Ah, but now that the company has reached 1 million, think about how long they're going to stay in that 1's first-digit bucket... they have to grow through 1.1 million, 1.2 million — they're not going to reach the 2's first-digit until their revenue has doubled!   A 100% increase in revenue is required to go from 1 to 2 million! Think of how long they'll need to stay in the 1's bucket, compared to the 9's!

 1  2  3  4  5  6  7  8  9


Once they finally achieve 100% revenue growth and hit 2 million, the next first-digit bucket (which they'll reach at 3 million of revenue), is a closer hurdle: now, they require 50% growth in revenue to graduate from the 2's up to the 3's. And once they reach 3 million, the next digit (4) requires 33.3% revenue growth; from 4 to 5 requires 25% revenue growth; 5 to 6 requires 20% revenue growth... See how the percentage change requirement to jump to the next first-digit bucket keeps shrinking as revenue grows? Then one day they're at 9 million, and require just 11.1% revenue growth to reach 10 million...
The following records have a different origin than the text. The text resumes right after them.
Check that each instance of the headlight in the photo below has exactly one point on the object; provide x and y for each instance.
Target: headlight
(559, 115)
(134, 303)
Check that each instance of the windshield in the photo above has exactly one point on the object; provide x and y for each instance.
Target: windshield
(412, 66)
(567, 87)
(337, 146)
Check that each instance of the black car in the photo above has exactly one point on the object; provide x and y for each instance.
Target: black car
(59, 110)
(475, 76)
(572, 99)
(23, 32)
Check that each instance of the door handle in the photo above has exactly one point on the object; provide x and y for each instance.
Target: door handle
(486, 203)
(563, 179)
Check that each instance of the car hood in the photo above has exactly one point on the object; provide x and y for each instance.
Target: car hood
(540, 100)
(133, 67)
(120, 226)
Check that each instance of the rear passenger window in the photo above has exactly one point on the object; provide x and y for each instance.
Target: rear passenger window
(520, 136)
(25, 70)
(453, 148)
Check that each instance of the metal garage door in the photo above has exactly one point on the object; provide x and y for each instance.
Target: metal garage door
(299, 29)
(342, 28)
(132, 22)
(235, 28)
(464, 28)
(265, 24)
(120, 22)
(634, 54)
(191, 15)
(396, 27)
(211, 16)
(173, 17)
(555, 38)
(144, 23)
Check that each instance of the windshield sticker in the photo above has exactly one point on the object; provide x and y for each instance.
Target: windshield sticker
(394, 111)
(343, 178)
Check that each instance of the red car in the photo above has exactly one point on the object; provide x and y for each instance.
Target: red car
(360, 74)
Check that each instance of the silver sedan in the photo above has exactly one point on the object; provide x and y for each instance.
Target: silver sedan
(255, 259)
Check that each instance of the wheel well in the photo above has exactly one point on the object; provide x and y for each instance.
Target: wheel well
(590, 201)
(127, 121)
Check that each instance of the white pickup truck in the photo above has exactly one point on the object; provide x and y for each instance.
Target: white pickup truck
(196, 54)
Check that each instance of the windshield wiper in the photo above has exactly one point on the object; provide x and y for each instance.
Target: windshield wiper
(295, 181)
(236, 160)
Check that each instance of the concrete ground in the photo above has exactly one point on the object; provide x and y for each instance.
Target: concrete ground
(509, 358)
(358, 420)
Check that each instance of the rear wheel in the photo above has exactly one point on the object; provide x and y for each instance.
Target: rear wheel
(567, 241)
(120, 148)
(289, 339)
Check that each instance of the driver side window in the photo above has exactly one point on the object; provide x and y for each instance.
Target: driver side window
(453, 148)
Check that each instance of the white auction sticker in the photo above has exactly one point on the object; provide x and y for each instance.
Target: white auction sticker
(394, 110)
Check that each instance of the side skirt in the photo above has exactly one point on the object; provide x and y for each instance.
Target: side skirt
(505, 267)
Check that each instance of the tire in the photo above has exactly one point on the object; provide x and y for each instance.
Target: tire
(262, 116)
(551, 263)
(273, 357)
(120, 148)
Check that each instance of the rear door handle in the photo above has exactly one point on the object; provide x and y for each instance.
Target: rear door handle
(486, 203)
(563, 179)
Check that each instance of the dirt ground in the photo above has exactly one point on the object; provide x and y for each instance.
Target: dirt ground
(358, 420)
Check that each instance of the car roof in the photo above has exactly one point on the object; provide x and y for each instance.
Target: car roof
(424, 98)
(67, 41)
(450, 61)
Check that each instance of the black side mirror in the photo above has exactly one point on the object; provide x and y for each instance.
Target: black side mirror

But then once that 10 million mark has been reached, they're back in the 1's first-digit again: and once more they'll need 100% revenue growth (to 20 million) before they're back in the 2's! Think about how comparably little time they were just in the 9's, whereas now they'll be in the 1's for the entire time that they pass 11 million, 12 million ... 18 million, 19 million, and finally they're back in the 2's with 20 million. But from 20 million, to reach 30 million the hurdle is closer: 50% growth is required (just like it took 50% growth to get from 2 million to 3 million).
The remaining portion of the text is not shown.